Concernant le culte des morts, notre calendrier chrétien et républicain a conservé une structure permettant de le célébrer comme il se doit. Les festivités débutent la nuit du 31 octobre et le culte des morts se poursuit ensuite jusqu’à la saint Martin au 11 novembre. C’est évidemment un moment idéal pour transmettre aux enfants : il s’agira de parler de l’histoire familiale en évoquant les morts de la famille, afin d’affermir le sentiment d’appartenance à une lignée qui oblige aussi bien envers le passé – les défunts – que le futur – les enfants à naître. La visite du cimetière, la participation à l’entretien des tombes, concourent à faire comprendre qu’il existe deux morts : la première, celle du corps et de l’âme, la seconde, plus triste, plus froide : l’oubli. Il peut être par exemple possible d’offrir aux jeunes enfants un arbre généalogique qu’on étoffera au fil des années. Peu à peu, on évoque les morts illustres, qu’ils fussent intellectuels, artistes, politiciens, inventeurs ou explorateurs, ainsi que les héros guerriers, répondant en cela à la tripartition traditionnelle des indo-européens. On peut aussi raconter des contes traditionnels faisant intervenir des revenants.

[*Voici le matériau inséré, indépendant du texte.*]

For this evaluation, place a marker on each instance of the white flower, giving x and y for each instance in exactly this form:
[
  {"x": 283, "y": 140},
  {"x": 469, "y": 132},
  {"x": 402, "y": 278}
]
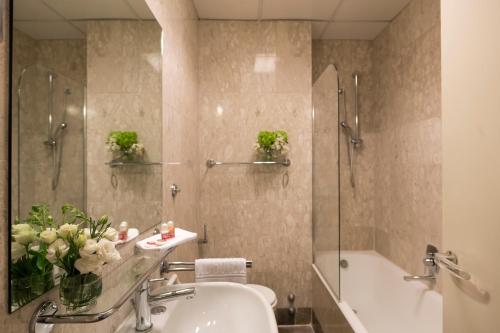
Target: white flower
[
  {"x": 23, "y": 233},
  {"x": 110, "y": 234},
  {"x": 80, "y": 240},
  {"x": 67, "y": 230},
  {"x": 48, "y": 236},
  {"x": 90, "y": 264},
  {"x": 89, "y": 249},
  {"x": 17, "y": 228},
  {"x": 17, "y": 251},
  {"x": 57, "y": 250},
  {"x": 107, "y": 252}
]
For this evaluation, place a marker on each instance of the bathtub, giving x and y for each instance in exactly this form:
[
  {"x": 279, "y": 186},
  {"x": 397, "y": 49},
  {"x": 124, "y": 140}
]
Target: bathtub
[{"x": 374, "y": 296}]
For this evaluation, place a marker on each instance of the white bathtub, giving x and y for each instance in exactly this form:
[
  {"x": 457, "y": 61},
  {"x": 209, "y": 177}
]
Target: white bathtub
[{"x": 382, "y": 301}]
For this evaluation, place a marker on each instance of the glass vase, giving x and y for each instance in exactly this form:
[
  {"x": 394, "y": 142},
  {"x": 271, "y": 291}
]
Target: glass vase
[
  {"x": 26, "y": 289},
  {"x": 78, "y": 293}
]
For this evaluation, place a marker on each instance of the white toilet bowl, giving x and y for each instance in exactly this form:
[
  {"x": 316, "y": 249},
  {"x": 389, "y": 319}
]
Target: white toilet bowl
[{"x": 268, "y": 293}]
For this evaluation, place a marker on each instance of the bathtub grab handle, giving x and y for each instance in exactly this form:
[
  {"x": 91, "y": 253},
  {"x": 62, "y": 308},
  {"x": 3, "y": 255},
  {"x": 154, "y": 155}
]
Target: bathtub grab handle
[
  {"x": 419, "y": 277},
  {"x": 449, "y": 261}
]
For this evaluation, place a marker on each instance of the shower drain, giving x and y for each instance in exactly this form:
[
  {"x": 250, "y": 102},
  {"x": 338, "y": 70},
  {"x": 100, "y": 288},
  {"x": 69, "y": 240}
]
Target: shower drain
[{"x": 158, "y": 309}]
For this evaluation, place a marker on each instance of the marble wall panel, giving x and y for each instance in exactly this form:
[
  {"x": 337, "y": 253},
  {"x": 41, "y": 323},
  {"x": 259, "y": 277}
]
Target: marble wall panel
[
  {"x": 407, "y": 104},
  {"x": 255, "y": 76},
  {"x": 124, "y": 99},
  {"x": 19, "y": 320}
]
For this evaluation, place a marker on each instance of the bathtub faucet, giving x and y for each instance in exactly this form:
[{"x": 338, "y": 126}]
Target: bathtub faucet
[{"x": 430, "y": 267}]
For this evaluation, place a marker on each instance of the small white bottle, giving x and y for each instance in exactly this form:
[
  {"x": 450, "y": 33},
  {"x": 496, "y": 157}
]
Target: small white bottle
[
  {"x": 164, "y": 231},
  {"x": 123, "y": 231}
]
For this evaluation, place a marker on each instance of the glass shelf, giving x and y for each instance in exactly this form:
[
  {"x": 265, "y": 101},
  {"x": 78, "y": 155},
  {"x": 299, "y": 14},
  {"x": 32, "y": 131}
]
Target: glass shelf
[
  {"x": 114, "y": 164},
  {"x": 285, "y": 162}
]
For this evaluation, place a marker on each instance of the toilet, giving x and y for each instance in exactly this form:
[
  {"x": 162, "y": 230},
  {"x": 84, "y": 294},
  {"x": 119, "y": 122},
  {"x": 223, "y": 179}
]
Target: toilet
[{"x": 268, "y": 294}]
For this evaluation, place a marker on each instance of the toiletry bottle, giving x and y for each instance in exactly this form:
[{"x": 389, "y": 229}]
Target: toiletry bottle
[
  {"x": 123, "y": 231},
  {"x": 171, "y": 229},
  {"x": 164, "y": 231}
]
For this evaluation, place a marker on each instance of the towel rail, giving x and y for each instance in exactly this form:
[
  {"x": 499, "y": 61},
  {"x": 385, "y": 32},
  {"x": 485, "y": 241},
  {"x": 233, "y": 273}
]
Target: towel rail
[{"x": 249, "y": 264}]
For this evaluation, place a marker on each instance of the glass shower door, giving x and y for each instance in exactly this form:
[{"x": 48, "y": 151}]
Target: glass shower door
[
  {"x": 326, "y": 226},
  {"x": 48, "y": 141}
]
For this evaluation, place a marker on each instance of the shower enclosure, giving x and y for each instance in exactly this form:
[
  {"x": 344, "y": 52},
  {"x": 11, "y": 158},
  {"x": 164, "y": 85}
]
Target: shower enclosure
[
  {"x": 367, "y": 287},
  {"x": 48, "y": 141}
]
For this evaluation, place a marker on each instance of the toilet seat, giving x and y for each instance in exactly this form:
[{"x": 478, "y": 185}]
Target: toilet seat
[{"x": 268, "y": 293}]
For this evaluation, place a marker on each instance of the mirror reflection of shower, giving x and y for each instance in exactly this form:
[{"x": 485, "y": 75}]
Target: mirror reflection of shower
[
  {"x": 352, "y": 135},
  {"x": 49, "y": 137},
  {"x": 55, "y": 139}
]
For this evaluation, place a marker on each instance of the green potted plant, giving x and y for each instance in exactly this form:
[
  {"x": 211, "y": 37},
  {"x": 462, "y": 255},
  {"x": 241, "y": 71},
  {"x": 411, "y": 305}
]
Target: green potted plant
[
  {"x": 125, "y": 144},
  {"x": 272, "y": 144},
  {"x": 31, "y": 272}
]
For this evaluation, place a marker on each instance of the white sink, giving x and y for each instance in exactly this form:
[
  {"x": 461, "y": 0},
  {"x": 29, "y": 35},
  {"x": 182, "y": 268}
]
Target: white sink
[{"x": 218, "y": 307}]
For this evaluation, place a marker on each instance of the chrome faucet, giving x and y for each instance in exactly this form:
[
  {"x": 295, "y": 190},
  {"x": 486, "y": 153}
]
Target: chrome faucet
[
  {"x": 430, "y": 267},
  {"x": 143, "y": 299}
]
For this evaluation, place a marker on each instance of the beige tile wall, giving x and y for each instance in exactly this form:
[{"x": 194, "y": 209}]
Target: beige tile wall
[
  {"x": 407, "y": 106},
  {"x": 179, "y": 22},
  {"x": 357, "y": 204},
  {"x": 124, "y": 73},
  {"x": 260, "y": 213}
]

Nos anciennes traditions habitent encore l’Europe, elles sont à portée de main. Il nous importe de les faire vivre tout en les adaptant à notre temps. Il faut bien sûr fréquenter les foires automnales régionales où soufflent encore parfois le vent lointain de la tradition et aussi les cérémonies du 11 novembre dans nos villages.  La célébration du culte des morts dans le cadre familial et communautaire raffermit les liens de la famille et du clan, mais sans la nature comme socle – socle profondément ancrée – un pan immense de nos plus antiques traditions nous échappera et nous demeurerons déracinés.